Furthermore, it is almost impossible to overestimate the impact that lactation professionals attribute to maternal effort and social factors. They are obsessed beyond reason with the idea that women who don’t breastfeeding successfully or choose not to breastfeed at all are either personally lazy, lacking in crucial support or under the influence of formula companies.

Whose “fault” is it when a woman doesn’t breastfeed?

According to attribution theory, it can be no one’s fault. It can be the result of factors beyond a woman’s control including simple luck. But in the echo chamber that is lactivism, it MUST be someone’s fault, either the lazy mother or the lack of societal support or the marketing of formula.
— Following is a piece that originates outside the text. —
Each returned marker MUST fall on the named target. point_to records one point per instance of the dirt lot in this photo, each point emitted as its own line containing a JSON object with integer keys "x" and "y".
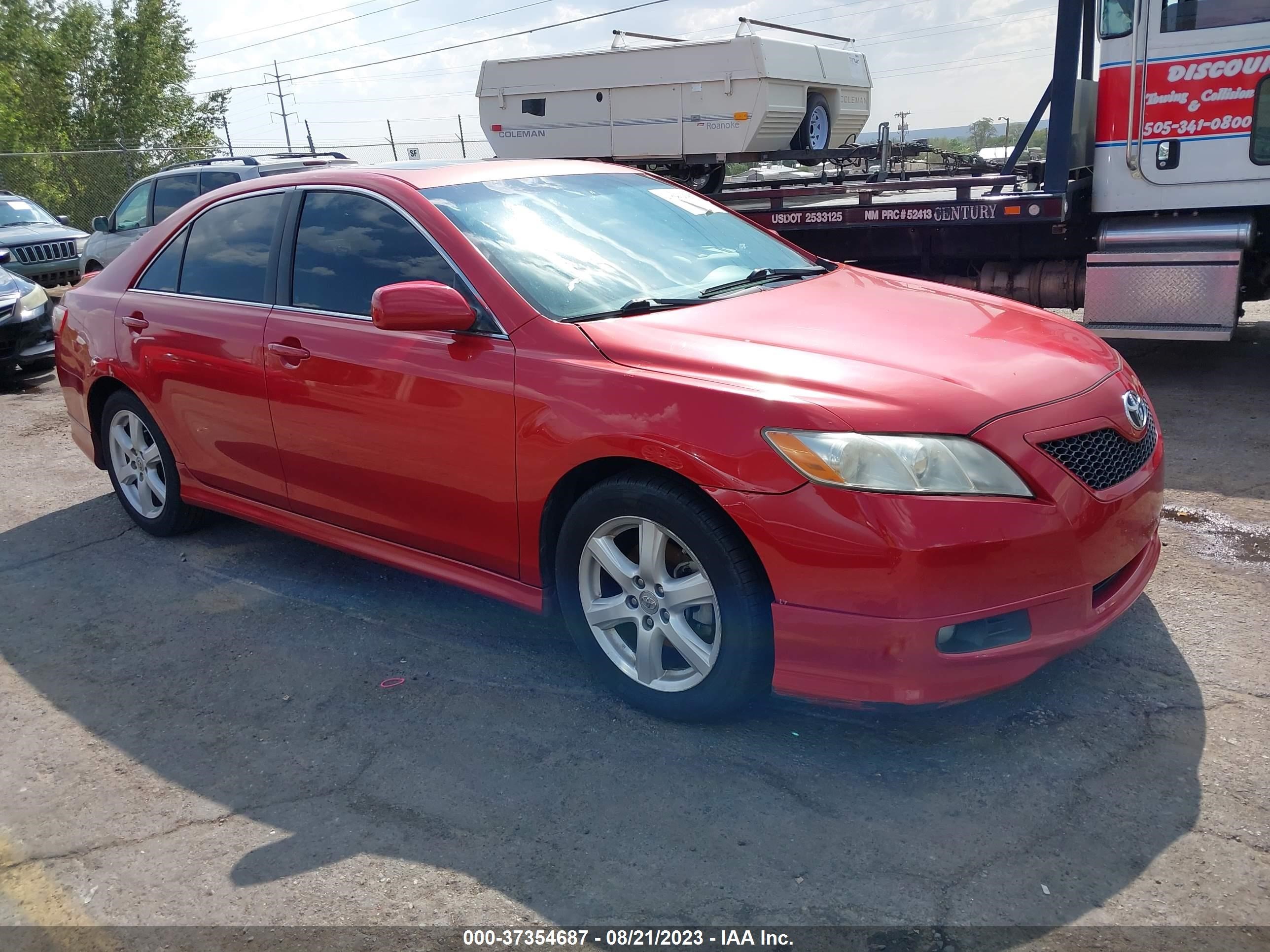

As a result, lactation professionals spend most of their efforts on nonsense: “educating” women about breastfeeding, banning formula marketing, and (most importantly for them) promoting greater employment for more lactation professionals to offer more “support.” To my knowledge, not a single one is engaged in investigating the uncontrollable biological factors that have such a critical impact.

When you fail to correctly attribute the cause of a particular behavior, you can’t modify it and you can’t offer real support; you can only produce guilt, shame and self-hatred among new mothers.

In that, lactation professionals have no peer.